In reversing the lower court with respect to their decision granting summary judgment to the hospital on the Rehabilitation Act claim, the 11th circuit reasoned as follows. First, the conduct of hospital personnel was such that the plaintiff was not given an equal opportunity to benefit from the hospital’s treatment. Id. at 344. In particular, the auxiliary aids that hospital personnel relied on to communicate the nature of the need for the surgery consisted of mouthing words for the plaintiffs to try and lip read, writing notes, and pantomiming. Id. at 343. Considering the disabilities of the plaintiffs, sufficient evidence existed to show that these limited auxillary aids were not effective and that additional aids were necessary. Id. The plaintiffs in this case did not excel in lip reading. Also, it is a myth that every deaf person excels in lip reading. Further, even the best lip reader, and I count myself in that category, can only get 50% of what is being said on the lips (I use my knowledge of the English language and top-of-the-line hearing aids to supply the rest).

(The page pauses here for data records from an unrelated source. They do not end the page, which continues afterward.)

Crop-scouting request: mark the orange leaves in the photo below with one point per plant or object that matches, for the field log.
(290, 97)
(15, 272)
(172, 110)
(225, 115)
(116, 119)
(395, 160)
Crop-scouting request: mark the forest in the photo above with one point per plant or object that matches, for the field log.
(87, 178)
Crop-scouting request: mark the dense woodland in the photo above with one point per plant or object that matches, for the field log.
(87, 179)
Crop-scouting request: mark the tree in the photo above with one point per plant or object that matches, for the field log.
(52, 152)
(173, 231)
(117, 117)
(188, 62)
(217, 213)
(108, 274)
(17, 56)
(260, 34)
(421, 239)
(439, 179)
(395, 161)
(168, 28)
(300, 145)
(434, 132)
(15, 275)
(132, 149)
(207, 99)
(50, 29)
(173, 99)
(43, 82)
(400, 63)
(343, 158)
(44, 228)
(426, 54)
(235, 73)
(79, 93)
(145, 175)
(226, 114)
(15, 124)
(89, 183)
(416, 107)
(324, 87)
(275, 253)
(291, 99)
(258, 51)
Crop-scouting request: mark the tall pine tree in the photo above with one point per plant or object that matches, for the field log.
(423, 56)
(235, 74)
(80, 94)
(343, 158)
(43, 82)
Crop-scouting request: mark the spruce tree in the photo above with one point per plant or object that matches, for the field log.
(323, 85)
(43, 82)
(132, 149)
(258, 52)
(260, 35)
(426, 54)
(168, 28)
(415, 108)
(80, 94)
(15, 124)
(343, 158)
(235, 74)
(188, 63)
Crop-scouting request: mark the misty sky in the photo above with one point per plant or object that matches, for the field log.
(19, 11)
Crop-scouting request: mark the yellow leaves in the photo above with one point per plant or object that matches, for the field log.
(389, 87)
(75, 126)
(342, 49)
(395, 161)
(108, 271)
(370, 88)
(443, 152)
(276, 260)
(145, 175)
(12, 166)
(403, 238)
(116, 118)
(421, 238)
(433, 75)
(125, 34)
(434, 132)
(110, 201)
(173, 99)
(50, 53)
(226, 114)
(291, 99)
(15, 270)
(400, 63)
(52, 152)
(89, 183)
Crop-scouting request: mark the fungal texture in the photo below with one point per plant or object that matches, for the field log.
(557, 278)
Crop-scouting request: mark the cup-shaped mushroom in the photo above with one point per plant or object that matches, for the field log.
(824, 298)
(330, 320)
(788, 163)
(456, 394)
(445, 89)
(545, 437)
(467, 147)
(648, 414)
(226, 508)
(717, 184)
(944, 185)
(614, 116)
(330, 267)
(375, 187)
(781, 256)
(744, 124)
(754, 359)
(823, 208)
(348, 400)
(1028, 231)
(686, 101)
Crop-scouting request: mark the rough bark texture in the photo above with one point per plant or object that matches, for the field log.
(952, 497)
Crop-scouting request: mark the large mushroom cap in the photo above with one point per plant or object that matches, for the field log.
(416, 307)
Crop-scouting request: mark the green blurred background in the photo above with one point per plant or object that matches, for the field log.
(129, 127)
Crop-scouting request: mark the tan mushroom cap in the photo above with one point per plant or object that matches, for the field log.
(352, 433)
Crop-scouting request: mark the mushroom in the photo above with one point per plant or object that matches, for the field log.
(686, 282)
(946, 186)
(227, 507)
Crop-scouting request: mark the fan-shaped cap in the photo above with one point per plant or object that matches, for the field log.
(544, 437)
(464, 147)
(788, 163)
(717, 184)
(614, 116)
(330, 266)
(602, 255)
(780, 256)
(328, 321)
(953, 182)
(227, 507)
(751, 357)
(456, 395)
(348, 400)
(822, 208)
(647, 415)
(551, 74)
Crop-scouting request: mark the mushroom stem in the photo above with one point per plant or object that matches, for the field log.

Second, the court had to figure out that while discrimination occurred, was it intentional discrimination so that the plaintiff could obtain damages. The 11th circuit could have chosen from a couple of different options with regards to the standard for intentional discrimination. They could have either chosen deliberate indifference or discriminatory animus. For several reasons, the 11th circuit opted for deliberate indifference. First, the 11th circuit noted that all of the other circuits, except for one, addressing this issue reached the conclusion that to obtain compensatory damages under § 504 of the Rehabilitation Act, you have to show deliberate indifference. Id. at 345. Second, the court said that the statutory remedy for violating § 504 of the Rehabilitation Act is tied into title VI of the Civil Rights Act. Id. The 11th circuit follows up with a discussion of title VI of the Civil Rights Act and in the end reaches the conclusion that title VI links to title IX and that a United States Supreme Court case dealing with title IX setting forth a standard of deliberate indifference was the way to go because such a standard gives the requisite notice to recipients of federal funds by requiring the recipient to know of the discriminatory action and by requiring a deliberate refusal to act on that knowledge. Id. at 345-347. Third, the legislative history of the Rehabilitation Act reveals that Congress intended § 504 to combat intentional discrimination in the broad sense and not just discrimination based on discriminatory animus. Id. at 348. Fourth, a lower standard than deliberate indifference would fail to provide notice to Rehabilitation Act defendants while a higher standard, such as discriminatory animus, would go against congressional intent as it would mean that many cases of intentional discrimination would not have a remedy, which could not have been congressional intent. Id.

The other issue before the court was figuring out when the conduct of medical personnel could be attributed to the hospital. The court had two options. They could go with respondeat superior (a principle that says the master is liable for the negligent conduct of its servant), or they could adopt the approach of the United States Supreme Court in a title IX case, which also is the same case that set forth a deliberate indifference standard for intentional discrimination in title IX cases. Id. at 348-49. The 11th circuit opted for adopting the Supreme Court approach for deliberate indifference that is set forth in Gebser v. Lago Vista Independent School District , 524 U.S. 274 (1998). Under that case, deliberate indifference requires an official who at a minimum has the authority to address the alleged discrimination and to institute corrective measures on the organization’s behalf and who has actual knowledge of discrimination in the organization’s programs and fails adequately to respond. Liese 701 F.3d at 349 citing to Gebser. But that doesn’t answer the question, because we need to know who an official is. The court rejected the arguments that an official was everybody at the hospital, but it also rejected the argument that an official was only high level decision makers. Instead, the 11th circuit, said that the purpose of the official requirement was to ensure that an organization was only liable for the deliberate indifference of a person whose action could be fairly said to represent the actions of the organization. Id. at 350. Therefore, the 11th circuit said that an official was someone enjoying substantial supervisory authority within an organization’s chain of command so that when dealing with a particular matter, the official had complete discretion at a key decision point in the administrative process. Id. The 11th circuit believed that the key decision point language was significant because it reflected the reality that while many decisions are technically subject to review by higher authority, such a review is not part of the entity’s ordinary decision-making process. Id.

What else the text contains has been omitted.